Friday, 23 May 2014

A near death experience

When you get cancer people send you flowers!

So… it’s time for a catch up post. I haven’t written my blog for 6 months, and there is a reason for this, and not a rubbish one for a change.

Just after Christmas I was told I had breast cancer. The consultant tried to slip it in under the radar… “So, er, we found a few cancer cells” but I picked it up immediately because I am sharp like that. It was a bit of a surprise, I was probably the fittest I had ever been in my life - attending 3 kung fu classes per week plus a 50 lengths in the pool, not drinking, smoking or eating meat.

Now as a certified health freak I know all the statistics. I know for example that about 70% of cancers are caused by crappy lifestyle choices but that still leaves 30%, plus there is breast cancer in my family, and I have had (non-dangerous) lumps before.

 Just a small selection of my cancer leaflets...

Two things happen when you get cancer. Firstly your entire life is turned upside down. Forget work, forget the plans you made, the to-do lists, your daily routines, exercise, they are all out of the window because now cancer has taken over. The second thing that happens is you get a LOT of leaflets. The leaflets are mostly depressing. They carefully explain every bad thing that could possibly happen, from hideous side effects to the fact that your grasp on sanity is now considered to be on a knife edge, your partner may not find you attractive after surgery, and your relatives may not be able to cope. It’s cheery stuff and whoever wrote it all really needs a slap.

Whilst it had took a mere 5 weeks to get a GP appointment they got me into surgery just a week after my diagnosis and the offending lump was removed, along with lymph nodes to test if it had spread. After a mere 2 weeks of thinking I might die I was given good news, the cancer was low on the aggression scale, and it hadn’t spread anywhere, I had caught it early. No further surgery needed, just 3 and a half weeks of radiotherapy.

Yes this leaflet actually exists

I was given more leaflets.

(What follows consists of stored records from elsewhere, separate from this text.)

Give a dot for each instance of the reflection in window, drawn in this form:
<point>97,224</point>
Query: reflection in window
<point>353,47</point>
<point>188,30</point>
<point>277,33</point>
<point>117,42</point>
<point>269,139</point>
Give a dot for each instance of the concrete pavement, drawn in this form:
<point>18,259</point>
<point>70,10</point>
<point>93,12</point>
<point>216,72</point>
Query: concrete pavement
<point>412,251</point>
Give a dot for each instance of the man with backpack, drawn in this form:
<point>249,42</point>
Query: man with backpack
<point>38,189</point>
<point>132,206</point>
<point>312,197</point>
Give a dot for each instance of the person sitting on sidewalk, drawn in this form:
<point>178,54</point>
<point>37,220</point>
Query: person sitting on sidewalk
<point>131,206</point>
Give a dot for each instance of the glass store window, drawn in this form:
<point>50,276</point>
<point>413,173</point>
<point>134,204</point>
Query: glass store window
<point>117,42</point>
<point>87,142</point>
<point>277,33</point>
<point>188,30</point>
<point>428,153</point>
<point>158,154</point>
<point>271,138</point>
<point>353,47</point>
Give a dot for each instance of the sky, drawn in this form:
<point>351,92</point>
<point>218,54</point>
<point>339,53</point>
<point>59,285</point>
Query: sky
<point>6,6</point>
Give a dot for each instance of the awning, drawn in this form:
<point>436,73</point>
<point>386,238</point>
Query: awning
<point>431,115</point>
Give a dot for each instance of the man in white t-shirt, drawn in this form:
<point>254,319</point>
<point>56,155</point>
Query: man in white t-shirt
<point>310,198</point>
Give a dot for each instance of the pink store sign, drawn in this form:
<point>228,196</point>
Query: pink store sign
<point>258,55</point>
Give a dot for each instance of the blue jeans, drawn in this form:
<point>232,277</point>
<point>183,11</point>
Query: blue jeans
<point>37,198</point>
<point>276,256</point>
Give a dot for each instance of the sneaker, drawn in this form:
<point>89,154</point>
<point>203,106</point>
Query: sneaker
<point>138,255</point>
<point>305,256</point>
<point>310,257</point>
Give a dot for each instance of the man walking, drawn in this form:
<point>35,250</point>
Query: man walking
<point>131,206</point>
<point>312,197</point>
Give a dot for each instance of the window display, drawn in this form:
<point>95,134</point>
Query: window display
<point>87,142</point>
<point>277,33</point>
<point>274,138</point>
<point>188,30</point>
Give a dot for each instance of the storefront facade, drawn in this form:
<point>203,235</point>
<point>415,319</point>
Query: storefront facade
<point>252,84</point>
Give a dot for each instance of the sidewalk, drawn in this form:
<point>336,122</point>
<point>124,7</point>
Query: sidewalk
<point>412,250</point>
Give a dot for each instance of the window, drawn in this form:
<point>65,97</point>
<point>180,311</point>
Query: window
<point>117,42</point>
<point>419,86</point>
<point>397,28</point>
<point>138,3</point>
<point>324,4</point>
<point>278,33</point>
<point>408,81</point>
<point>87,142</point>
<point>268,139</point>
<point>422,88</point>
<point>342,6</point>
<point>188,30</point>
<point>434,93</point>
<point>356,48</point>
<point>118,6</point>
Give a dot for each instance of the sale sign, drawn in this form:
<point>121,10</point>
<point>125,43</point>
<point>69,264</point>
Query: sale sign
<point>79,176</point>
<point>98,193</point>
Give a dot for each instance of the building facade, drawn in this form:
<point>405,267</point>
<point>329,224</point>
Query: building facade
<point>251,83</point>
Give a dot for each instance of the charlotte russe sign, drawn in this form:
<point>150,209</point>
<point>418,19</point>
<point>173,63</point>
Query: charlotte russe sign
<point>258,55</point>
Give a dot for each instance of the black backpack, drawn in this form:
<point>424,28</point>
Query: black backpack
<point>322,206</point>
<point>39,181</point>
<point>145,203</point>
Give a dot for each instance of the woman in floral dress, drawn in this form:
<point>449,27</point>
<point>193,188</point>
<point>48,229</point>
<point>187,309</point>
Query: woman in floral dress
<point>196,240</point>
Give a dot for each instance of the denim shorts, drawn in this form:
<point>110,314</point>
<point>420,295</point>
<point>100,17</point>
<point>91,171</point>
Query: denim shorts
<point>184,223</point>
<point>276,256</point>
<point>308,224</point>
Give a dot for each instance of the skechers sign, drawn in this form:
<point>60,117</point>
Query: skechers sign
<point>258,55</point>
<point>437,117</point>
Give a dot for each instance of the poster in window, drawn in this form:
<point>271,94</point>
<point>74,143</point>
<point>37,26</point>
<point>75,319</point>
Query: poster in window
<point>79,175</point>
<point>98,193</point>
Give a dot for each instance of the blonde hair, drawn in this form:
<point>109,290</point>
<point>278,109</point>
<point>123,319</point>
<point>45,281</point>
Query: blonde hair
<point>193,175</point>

These were a little cheerier but stressed the fragility of my mental state. A lady in a long flowery skirt offered me a ‘Hope Course’ (hope I don’t get sodding cancer again), I thanked her but said I would rather poke something sharp into my eye. I might feel fine now she warned, but could ‘crash’ later; she has obviously seen my driving. About this time the receptionist handed me a survey to complete, full of intimate questions about my feelings, relationships, finances, fears. I handed it back, fixed her with the look I give the teen when she has gone out and left the front door unlocked, and made it plain I did NOT want to see it again. 

After this there was a wait of about 6 weeks for the radiotherapy to start. I got bored and decided I was going back to exercise, starting with tai chi which I had never done before, then kung fu, although I did avoid sparring. Radiotherapy was fine, although it made me tired, and burnt my skin.

More leaflets followed, including the hilarious 'Top Ten Tips for after Cancer Treatment'. I had stupidly thought I would get on with my life but no, there were many other fun things I could do. Cancer forums are one of those things apparently; cancer and forum being two words that should never be in the same sentence in my opinion.  But this tip was my favorite:

'Try to lead a healthier lifestyle' Good plan. HOW?

So before I had cancer I was an atheist, and a health freak and I am still both of those things. In fact one thing that irritated me (apart from those pesky rogue cells) was all the people who said ‘See, it makes no difference, all that healthy living, you still get sick’. Well let me tell you, cancer is a fight, and you don’t want to go into that fight unhealthy.

So, 6 months on from my near death experience things are getting back to normal and I can reflect a bit. I feel very lucky to have escaped with just a scar under one arm. I am truly grateful to all the friends, family, students and even complete strangers on the internet who showed me enormous kindness and to a health service that cured me without my needing to sell my house. But you won’t find me in a cancer support group anytime soon, I mean I would love to and all that, but I have a lot of stuff to do…


  1. Glad to hear you are much better and for having a very positive outlook....

    1. Thank you Phil, yes I am feeling better now, I don't see any option but to try to be positive, because you just have to get on with life, none of us knows how long we have or what is round the corner!